Back in the 1980s, we caught a whiff of this apathy when AIDS began to cut a swath through the gay community. "The Gay Plague" could be sensationalized and then set aside since it affected primarily homosexual men, a marginalized group whose losses were counted but that safe distance could be kept between us and the grim reaper. Gun violence is easy enough to ignore when the victims are black and brown, but once they start killing white kids in suburban high schools, we all take notice. 

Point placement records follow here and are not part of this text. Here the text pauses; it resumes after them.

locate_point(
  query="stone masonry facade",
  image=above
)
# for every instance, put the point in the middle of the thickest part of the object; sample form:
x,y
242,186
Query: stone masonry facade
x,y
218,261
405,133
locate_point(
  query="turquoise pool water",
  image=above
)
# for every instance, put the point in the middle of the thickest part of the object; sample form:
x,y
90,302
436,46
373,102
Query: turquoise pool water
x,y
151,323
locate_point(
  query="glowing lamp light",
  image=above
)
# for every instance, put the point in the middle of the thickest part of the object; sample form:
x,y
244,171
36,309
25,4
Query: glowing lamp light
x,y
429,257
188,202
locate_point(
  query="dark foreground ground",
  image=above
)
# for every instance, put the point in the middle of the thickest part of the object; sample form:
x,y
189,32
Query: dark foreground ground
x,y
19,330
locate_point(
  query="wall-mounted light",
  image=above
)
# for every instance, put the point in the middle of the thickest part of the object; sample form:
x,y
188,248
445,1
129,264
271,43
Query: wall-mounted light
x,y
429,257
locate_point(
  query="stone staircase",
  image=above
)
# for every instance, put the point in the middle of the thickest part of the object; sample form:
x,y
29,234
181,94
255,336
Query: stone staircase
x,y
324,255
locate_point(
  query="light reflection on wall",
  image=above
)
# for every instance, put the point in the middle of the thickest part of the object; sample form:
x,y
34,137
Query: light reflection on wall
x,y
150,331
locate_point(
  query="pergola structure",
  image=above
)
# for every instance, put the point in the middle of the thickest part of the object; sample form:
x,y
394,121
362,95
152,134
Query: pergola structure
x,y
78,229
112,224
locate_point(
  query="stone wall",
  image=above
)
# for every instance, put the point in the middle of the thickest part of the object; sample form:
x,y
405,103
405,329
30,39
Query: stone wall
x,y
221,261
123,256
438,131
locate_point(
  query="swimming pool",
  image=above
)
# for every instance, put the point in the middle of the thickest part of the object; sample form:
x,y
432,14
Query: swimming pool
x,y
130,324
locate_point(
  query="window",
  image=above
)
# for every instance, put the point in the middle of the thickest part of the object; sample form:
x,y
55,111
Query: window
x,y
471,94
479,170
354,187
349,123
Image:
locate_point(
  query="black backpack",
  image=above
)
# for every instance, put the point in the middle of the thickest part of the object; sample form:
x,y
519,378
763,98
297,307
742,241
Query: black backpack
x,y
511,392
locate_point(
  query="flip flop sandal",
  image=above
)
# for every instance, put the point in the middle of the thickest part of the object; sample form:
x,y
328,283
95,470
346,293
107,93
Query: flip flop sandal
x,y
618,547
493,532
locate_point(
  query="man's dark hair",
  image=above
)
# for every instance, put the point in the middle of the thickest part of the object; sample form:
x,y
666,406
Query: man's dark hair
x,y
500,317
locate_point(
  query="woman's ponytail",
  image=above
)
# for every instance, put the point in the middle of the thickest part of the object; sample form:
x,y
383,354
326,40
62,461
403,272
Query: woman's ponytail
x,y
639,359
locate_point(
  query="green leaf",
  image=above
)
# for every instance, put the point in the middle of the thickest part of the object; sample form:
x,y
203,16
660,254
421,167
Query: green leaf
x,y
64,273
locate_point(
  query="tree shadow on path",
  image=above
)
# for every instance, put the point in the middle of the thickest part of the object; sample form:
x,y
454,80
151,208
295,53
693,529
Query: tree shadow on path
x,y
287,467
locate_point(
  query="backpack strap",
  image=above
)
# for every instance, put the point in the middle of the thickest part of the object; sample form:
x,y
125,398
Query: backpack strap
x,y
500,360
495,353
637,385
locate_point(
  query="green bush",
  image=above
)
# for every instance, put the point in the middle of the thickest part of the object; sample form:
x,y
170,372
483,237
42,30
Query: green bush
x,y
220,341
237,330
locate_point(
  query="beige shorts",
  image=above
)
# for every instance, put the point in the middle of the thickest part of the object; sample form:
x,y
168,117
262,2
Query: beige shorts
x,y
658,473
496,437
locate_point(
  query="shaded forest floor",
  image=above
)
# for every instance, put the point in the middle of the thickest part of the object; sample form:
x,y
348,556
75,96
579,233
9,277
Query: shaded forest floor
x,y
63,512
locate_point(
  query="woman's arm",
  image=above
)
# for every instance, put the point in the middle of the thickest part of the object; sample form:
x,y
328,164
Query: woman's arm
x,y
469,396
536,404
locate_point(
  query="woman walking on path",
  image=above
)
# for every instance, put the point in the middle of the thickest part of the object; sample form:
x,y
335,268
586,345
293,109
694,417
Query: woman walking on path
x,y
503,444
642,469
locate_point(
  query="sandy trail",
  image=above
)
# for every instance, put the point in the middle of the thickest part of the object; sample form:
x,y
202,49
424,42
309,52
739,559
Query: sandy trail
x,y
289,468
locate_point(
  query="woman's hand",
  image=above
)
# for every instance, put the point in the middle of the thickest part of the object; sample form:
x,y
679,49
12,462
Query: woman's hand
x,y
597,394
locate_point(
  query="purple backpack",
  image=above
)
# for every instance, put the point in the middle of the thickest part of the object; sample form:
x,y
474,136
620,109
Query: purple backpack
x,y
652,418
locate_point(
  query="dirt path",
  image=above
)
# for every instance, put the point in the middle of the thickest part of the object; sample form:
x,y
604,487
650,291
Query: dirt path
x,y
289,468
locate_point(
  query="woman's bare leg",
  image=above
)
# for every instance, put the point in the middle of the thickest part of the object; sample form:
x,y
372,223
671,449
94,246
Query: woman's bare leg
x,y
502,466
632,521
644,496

Or that's how it used to be. Now it's just another episode of "America's Funniest Mass Shootings." Twenty weeks into 2022, there have been almost two hundred mass shootings“You expect us to keep doing this over and over and over again — over again, forgive and forget,” the son of one of the Buffalo supermarket shooting victims said. “While people we elect and trust in offices around this country do their best not to protect us, not to consider us equal.” Eight of the ten dead in Buffalo were African American. The initial wave of COVID deaths were people "of a certain age," and were easily enough pushed into the list marked for death. Then younger folks started to die. To date, more than fifteen hundred children have died from the disease. It's a number that may seem inconsequential to the million for whom we have briefly lowered our flags, and even smaller compared to the eighteen hundred children who die each year from gun violence, but these are children. We are letting this happen. 

And rather than do anything about it, we seem to be tuning it out. People should be able to go to the supermarket, to school, to church with a high level of certainty that they will be able to come home without being shot or getting sick. We lower the flag and give our weekly round of thoughts and prayers. 

Is mass death now tolerated in America? I guess they haven't read their history books, have they?